4.3 Limitations of the review process

This systematic review is subject to several limitations that warrant acknowledgment. Firstly, there is a possibility that the review might have overlooked certain publications that could contribute valuable insights and data pertinent to the scope of the study. The vast and continually evolving nature of medical literature poses a challenge, and despite comprehensive search strategies, some relevant studies may have been inadvertently omitted. Recognizing these limitations is crucial for a subtle interpretation of the review's findings and underscores the importance of future updates or supplementary reviews conducted with the input of medical professionals to enhance the comprehensiveness and accuracy of the analysis.
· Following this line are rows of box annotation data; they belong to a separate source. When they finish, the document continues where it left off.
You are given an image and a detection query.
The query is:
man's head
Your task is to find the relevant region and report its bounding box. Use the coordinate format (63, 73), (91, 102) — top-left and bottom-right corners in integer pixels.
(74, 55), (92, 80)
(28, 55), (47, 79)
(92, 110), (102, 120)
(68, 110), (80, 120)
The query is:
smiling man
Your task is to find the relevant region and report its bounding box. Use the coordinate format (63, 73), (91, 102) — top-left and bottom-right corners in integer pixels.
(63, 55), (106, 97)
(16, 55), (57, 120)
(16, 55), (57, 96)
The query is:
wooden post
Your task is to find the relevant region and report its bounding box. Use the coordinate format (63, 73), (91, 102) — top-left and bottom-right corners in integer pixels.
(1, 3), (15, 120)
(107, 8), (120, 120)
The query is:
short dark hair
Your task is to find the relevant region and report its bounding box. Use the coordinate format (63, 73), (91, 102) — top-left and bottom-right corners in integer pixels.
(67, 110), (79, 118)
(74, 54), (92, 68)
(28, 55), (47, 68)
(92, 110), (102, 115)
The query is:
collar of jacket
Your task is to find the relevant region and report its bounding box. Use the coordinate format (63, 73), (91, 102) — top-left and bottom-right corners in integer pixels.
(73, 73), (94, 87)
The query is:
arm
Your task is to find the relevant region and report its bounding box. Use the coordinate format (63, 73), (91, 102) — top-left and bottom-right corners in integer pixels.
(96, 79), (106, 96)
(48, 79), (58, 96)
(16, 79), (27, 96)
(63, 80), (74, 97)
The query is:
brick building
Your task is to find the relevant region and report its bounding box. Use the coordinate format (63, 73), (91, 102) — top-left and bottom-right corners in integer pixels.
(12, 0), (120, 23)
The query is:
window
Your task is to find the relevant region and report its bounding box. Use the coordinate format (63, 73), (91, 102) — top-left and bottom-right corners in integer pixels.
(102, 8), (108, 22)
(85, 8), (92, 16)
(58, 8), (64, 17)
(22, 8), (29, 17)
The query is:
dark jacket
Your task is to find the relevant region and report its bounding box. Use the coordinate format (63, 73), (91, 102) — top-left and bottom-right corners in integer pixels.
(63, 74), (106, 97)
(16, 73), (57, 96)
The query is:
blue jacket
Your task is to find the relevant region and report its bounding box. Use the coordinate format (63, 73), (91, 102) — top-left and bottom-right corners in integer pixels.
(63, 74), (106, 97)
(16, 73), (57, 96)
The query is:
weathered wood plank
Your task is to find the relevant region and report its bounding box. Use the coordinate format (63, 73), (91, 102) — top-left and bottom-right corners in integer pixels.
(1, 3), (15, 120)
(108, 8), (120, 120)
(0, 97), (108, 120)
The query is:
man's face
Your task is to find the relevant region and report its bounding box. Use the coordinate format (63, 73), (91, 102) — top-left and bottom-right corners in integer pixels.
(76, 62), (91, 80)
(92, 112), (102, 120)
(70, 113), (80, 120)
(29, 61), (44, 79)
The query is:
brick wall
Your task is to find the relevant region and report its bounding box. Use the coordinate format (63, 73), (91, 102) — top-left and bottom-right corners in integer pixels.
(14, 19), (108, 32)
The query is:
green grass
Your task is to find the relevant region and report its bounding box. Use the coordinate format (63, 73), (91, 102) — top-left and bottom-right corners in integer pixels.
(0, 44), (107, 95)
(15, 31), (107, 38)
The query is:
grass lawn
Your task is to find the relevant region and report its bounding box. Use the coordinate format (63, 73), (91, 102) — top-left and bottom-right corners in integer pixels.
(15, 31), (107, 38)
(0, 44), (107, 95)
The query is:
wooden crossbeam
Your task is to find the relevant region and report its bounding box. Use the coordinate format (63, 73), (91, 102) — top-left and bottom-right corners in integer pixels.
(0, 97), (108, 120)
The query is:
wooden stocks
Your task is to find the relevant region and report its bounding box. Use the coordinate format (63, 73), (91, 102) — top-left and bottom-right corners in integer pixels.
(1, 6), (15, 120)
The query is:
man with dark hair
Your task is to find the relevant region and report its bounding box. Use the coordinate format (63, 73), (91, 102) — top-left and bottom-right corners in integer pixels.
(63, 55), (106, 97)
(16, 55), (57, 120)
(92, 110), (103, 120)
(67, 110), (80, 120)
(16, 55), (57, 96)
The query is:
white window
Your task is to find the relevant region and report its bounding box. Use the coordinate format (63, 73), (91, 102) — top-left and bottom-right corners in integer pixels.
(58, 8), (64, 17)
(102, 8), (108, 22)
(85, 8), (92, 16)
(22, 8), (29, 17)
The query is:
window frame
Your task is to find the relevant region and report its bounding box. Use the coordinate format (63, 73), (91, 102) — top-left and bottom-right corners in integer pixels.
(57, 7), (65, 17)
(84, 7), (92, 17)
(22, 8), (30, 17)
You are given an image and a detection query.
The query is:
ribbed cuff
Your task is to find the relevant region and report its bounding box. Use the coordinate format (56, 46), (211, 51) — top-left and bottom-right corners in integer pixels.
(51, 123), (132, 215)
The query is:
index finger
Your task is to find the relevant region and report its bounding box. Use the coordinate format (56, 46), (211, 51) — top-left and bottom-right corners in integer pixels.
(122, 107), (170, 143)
4.4 Future research and directions

In navigating the future trajectory of research, numerous pathways emerge with the potential to transcend current boundaries and rectify existing limitations. These avenues necessitate a collaborative effort to confront prevailing constraints, bolster model robustness, enhance generalizability, and advocate for the conscientious and effective utilization of DGMs and FMs in precision medicine. One key direction involves cultivating enhanced generalizability through the development and training of models on diverse datasets encompassing a spectrum of cancer types and diseases. Moreover, adopting quantitative metrics beyond accuracy scores and emphasizing external validation on independent datasets becomes imperative for rigorous evaluation. Simultaneously, prioritizing model interpretability, investing in research to elucidate generative model decision-making processes, and fostering transparency cater to the needs of healthcare practitioners. This involves simplifying model architectures, implementing standardized validation procedures, and addressing challenges related to data quality to contribute to the reliability and accuracy of models, facilitating their adoption in clinical settings. The integration of multi-omics data and an understanding of system biology expands the depth of disease comprehension, ensuring clinical applicability through validation and focusing on ethical considerations, patient privacy, and continuous evaluation underscore the commitment to responsible model deployment. Strategies such as heterogeneous data utilization, improved model robustness, and interdisciplinary collaboration further fortify the models' efficacy. Furthermore, the exploration of advanced architectures, refined validation criteria, disease-specific tailoring, and real-world implementation considerations contributes to the evolution of generative models. Continuous learning from new data, advancements in foundation models for medical imaging, exploration of new model paradigms, and human-in-the-loop approaches propel the field forward, anticipating and addressing challenges for a comprehensive and impactful advancement in healthcare technology.

5 Conclusion

In conclusion, despite certain limitations such as restricted generalizability, insufficient model evaluation metrics, and a lack of external validation across diverse datasets, the integration of generative artificial intelligence (AI) models into personalized healthcare holds immense potential to revolutionize disease diagnosis and treatment. The continuous advancement and sophistication of generative AI models are expected to fuel further growth in precision medicine. Various future paths and recommendations outlined in this review offer opportunities to expand research boundaries and overcome existing limitations. A collective effort is required to confront current constraints, enhance model robustness, improve generalizability, and promote the responsible and effective application of deep generative models and foundation models in this field. Overcoming challenges such as data scarcity and ensuring the generation of realistic, privacy-preserving synthetic patient data are crucial steps toward surpassing limitations in real patient data collection. Additionally, the ongoing development and refinement of LLMs-based diagnostics are essential for improving diagnostic accuracy, precision, and medical recommendation capabilities across various medical conditions. The application of generative AI methods to personalized medicine is still in its early stages, highlighting the need for more interdisciplinary and collaborative research efforts to advance this field collectively.